Voll acknowledged that Riot has a long and storied history of mistakes in this arena, but that’s kind of the point: Games such as League of Legends exemplify how difficult it is to bring communities back from the brink. Ideally, the Fair Play Alliance will allow other companies to directly learn from each other’s mistakes without stumbling into the same pitfalls.
“There’s a lot to share,” said Voll. “And we’ve done a lot of dumb things.
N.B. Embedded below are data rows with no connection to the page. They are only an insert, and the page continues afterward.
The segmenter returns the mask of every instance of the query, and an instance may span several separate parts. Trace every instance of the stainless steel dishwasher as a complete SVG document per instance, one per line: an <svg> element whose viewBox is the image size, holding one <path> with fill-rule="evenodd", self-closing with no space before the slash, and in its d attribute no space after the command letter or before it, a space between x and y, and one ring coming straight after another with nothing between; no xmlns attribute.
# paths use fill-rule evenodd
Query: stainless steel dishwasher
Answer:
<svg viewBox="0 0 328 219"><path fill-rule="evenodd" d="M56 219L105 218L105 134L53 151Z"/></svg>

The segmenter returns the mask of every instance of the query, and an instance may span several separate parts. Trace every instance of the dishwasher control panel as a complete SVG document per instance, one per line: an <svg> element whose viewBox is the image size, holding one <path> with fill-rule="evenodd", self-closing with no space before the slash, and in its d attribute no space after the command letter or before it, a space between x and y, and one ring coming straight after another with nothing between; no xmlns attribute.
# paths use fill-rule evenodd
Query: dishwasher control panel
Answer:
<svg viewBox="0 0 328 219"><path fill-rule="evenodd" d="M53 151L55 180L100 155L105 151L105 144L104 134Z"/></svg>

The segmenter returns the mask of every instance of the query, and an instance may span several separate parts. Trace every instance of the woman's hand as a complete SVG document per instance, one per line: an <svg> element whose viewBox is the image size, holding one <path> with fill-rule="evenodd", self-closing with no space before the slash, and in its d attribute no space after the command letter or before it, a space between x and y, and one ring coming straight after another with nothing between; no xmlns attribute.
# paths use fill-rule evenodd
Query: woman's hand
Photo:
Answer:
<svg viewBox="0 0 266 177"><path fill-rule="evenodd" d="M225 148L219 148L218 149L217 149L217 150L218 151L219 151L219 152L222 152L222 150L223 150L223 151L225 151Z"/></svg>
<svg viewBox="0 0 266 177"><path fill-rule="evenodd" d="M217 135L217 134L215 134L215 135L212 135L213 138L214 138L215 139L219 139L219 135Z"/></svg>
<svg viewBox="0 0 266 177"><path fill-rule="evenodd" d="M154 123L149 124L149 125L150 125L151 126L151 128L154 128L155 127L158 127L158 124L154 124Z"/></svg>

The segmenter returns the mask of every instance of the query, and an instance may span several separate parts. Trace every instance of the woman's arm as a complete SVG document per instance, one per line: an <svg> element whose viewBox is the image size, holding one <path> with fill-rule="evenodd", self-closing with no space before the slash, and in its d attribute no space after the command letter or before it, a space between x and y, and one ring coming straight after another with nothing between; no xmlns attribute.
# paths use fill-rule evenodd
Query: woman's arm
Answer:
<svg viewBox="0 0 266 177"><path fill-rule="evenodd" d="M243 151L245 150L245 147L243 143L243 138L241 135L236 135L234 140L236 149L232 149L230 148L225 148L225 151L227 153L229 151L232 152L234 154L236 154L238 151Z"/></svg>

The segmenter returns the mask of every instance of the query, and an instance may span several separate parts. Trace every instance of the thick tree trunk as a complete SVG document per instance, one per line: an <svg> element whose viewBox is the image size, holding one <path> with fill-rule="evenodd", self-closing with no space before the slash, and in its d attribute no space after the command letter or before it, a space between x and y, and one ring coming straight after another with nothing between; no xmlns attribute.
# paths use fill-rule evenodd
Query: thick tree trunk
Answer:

We’ve learned a lot.” She added that Riot’s player behaviour team, once among the more prominent voices in this discussion, stepped back from the public eye a couple of years ago because they realised that their own efforts weren’t quite hitting the mark.
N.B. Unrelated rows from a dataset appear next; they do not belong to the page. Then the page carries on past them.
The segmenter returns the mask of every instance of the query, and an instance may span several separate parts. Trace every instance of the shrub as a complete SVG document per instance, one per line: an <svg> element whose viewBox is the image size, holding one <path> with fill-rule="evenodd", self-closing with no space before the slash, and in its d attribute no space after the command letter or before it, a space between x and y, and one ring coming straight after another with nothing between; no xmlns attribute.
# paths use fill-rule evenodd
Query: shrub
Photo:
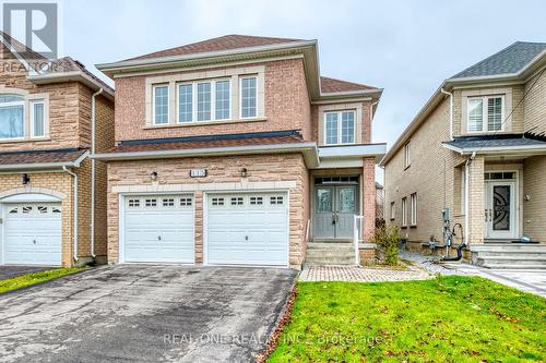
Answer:
<svg viewBox="0 0 546 363"><path fill-rule="evenodd" d="M399 264L400 230L396 226L380 226L373 232L373 243L379 247L379 259L385 265Z"/></svg>

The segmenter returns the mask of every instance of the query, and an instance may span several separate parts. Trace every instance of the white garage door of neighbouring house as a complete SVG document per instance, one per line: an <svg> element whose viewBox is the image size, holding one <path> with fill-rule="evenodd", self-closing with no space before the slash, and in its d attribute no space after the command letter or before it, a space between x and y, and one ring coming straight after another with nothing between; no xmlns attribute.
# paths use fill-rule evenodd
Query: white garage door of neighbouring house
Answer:
<svg viewBox="0 0 546 363"><path fill-rule="evenodd" d="M60 203L4 204L3 262L61 265Z"/></svg>
<svg viewBox="0 0 546 363"><path fill-rule="evenodd" d="M126 196L121 262L194 261L192 195Z"/></svg>
<svg viewBox="0 0 546 363"><path fill-rule="evenodd" d="M209 195L206 263L286 266L288 264L287 194Z"/></svg>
“Players were increasingly telling us they were unhappy,” she said. “That was us going sleeves-up and trying to figure out what was happening.” The team emerged with a new focus not just on disruptive players, but on the ways competitive games can make arseholes of us all. Now they want to share what they have learned with the rest of the class.
Image: Overwatch (by developer Blizzard, another member of the Fair Play Alliance).
The first step in that process is a day-long summit at GDC hosted by the Fair Play Alliance, which begins on Wednesday morning local time with a keynote by Voll. Developers and creators from companies including Activision, Epic and Supercell will openly discuss research, issues they have faced, mistakes they have made, and what they have learned in the process. (One of the many speakers, full disclosure, is my good friend Katherine Lo.)
It’s a solid first step, but it seems like The Fair Play Alliance is still working to secure a foothold beyond that. I asked Voll what lies ahead, and she joked that while the Fair Play Alliance has a website, there are not many other tangible elements to discuss just yet. It’s still working to solidify things such as shared resources, and a system that will allow developers to reach out to knowledgeable individuals when they’re struggling to solve abuse- or harassment-related issues.
In other words, the Fair Play Alliance is only just getting off the ground. The organisation’s loftiest goals, such as creating a consistent set of standards and rules across multiple multinational companies, will also require a lot of differently-shaped puzzle pieces to click together.
“There are a lot of challenges when you’re trying to determine what good behaviour looks like – or at least what bad looks like – on a global scale,” Voll said. Basic respect between individuals, she added, seems like an agreeable goal to aim for, but then you’ve got to consider what mutual respect even looks like in different cultures and groups. Close friends, for example, might hurl gobs of vile trash talk at each other, but they don’t mean it. The same verbal interaction between complete strangers would probably constitute a worst-case scenario. Or maybe not. Context is hard.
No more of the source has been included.